O curta trata do primeiro enamoramento de um menino homossexual e as percepções sociais sobre este fato nos anos 1990, no México. Este vídeo é o sexto capítulo da minissérie queer “Meu pequeno corpo proibido – Só com ele brincaria o lobo feroz” (‘Mi pequeño cuerpo prohibido’ – ‘Sólo con él jugaría al lobo feroz‘).

 

ESPANHA

  • Echo Raiz – Guillermo Maceiras Gómez (Ventana a la Diversidad)

As comunidades LGTBIQ+ dispõem de uma capacidade especial de apropriar-se e ressignificar termos que ao longo do tempo e do território têm sido usados para burlar, insultar ou menosprezar. Com este vídeo, as/os realizadores propõem despojar de poder estes qualificativos que inicialmente foram pensados para ferir. Para isso, se apropriam deles, dando-lhes um novo significado, com um toque de picardia e ironia.

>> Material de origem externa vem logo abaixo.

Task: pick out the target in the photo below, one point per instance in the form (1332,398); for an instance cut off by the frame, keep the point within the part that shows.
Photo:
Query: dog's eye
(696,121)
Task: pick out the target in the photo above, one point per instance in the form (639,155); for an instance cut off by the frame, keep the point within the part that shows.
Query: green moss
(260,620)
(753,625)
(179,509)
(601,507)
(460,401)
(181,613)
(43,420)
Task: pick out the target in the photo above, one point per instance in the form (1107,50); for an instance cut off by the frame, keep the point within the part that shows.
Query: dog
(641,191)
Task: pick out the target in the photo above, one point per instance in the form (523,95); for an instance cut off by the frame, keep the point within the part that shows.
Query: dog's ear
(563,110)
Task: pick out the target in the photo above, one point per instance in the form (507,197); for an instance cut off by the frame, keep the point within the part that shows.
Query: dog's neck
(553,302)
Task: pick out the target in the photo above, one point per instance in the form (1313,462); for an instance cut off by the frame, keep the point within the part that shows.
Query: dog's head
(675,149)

O curta é de autoria coletiva da Comunidade VEDI (de Ventana a la Diversidad), uma plataforma que conecta jovens do mundo através da arte, da criatividade e das tecnologias digitais. 

 

MÉXICO

  • Jodida realidad yuca – Claudia Novelo Alpuche

Em 2011, cidadãos e diferentes coletivos da comunidade LGBT apresentaram ao congresso do estado de Yucatán (México) uma proposta de aprovação do chamado “Pacto Civil de Solidariedade”. O projeto foi rechaçado. Neste vídeo realizado por Claudia Novelo e Eugenia Montalván Colón, a ginecologista Sandra Peniche fala sobre tal pacto, e sobre como continua sendo atacada por grupos católicos e outras instituições que atentaram contra sua vida.

 

PERU

  • Frida, una mujer trans alejada de los estereotipos – Gianna Camacho García

Frida é uma mulher trans que joga futebol, basquete e gosta de heavy metal. Vivendo em Lima (Peru) de forma independente, ela ensina que há muitas formas de ser mulher, neste vídeo dirigido por Gianna Camacho García e Julio Lossio Quichiz. Trata-se de uma produção do coletivo Crónicas de la Diversidad, que há cinco anos se dedica a registrar e difundir o acervo cultural LGTBIQ peruano, com o objetivo de contribuir com a luta contra a discriminação. 

 

  • Danielle – Talía Flores

Danielle é discriminada pela mãe, e um dia lhe confessa que está injetando testosterona em si mesma. Depois de escutar a reação da mãe aos gritos, Danielle optará por refugiar-se em recordações, revendo fotos em que aparece com a namorada, que aceita sua identidade de gênero e sexualidade.